Issue No. 09 - Sept. (2017 vol. 29)
Dimitra Papadimitriou , University of Trento, Trento, Italy
Georgia Koutrika , ATHENA Research Center, Marousi, Greece
Yannis Velegrakis , University of Trento, Trento, Italy
John Mylopoulos , University of Ottawa, Ottawa, ON, Canada
We study the problem of finding related forum posts to a post at hand. In contrast to traditional approaches for finding related documents that perform content comparisons across the content of the posts as a whole, we consider each post as a set of segments, each written with a different goal in mind. We advocate that the relatedness between two posts should be based on the similarity of their respective segments that are intended for the same goal, i.e., are conveying the same intention.
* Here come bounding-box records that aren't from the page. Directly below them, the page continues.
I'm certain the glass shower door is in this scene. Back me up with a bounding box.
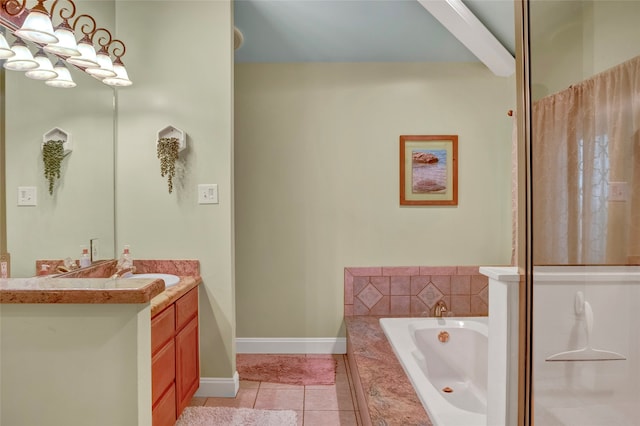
[528,0,640,426]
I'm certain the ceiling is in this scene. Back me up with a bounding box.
[234,0,515,69]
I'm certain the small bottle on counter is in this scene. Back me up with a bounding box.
[80,246,91,268]
[118,245,133,270]
[38,263,51,275]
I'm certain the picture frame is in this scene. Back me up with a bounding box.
[400,135,458,206]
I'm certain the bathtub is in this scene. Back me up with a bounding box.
[533,266,640,426]
[380,317,488,426]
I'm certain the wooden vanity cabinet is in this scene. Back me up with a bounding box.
[151,287,200,426]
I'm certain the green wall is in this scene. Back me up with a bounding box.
[235,63,515,338]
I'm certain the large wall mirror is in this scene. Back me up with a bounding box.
[0,0,116,278]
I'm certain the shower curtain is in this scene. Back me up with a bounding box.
[531,56,640,265]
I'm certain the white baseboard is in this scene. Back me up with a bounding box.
[236,337,347,354]
[195,371,240,398]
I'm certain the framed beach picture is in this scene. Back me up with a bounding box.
[400,135,458,206]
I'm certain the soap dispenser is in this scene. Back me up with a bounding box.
[118,245,133,270]
[80,246,91,268]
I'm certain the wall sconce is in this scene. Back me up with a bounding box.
[0,0,133,88]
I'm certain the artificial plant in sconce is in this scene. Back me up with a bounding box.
[157,138,180,194]
[42,139,64,195]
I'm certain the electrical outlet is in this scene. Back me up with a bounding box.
[198,183,218,204]
[18,186,38,206]
[89,238,100,262]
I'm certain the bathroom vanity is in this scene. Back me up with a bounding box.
[0,262,201,426]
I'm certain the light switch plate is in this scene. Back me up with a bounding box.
[18,186,38,206]
[198,183,218,204]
This means that it is possible for the same terms to weigh differently in the relatedness score depending on the intention of the segment in which they are found. We have developed a segmentation method that by monitoring a number of text features can identify the parts of a post where significant jumps occur indicating a point where a segmentation should take place. The generated segments of all the posts are clustered to form intention clusters and then similarities across the posts are calculated through similarities across segments with the same intention. We experimentally illustrate the effectiveness and efficiency of our segmentation method and our overall approach of finding related forum posts.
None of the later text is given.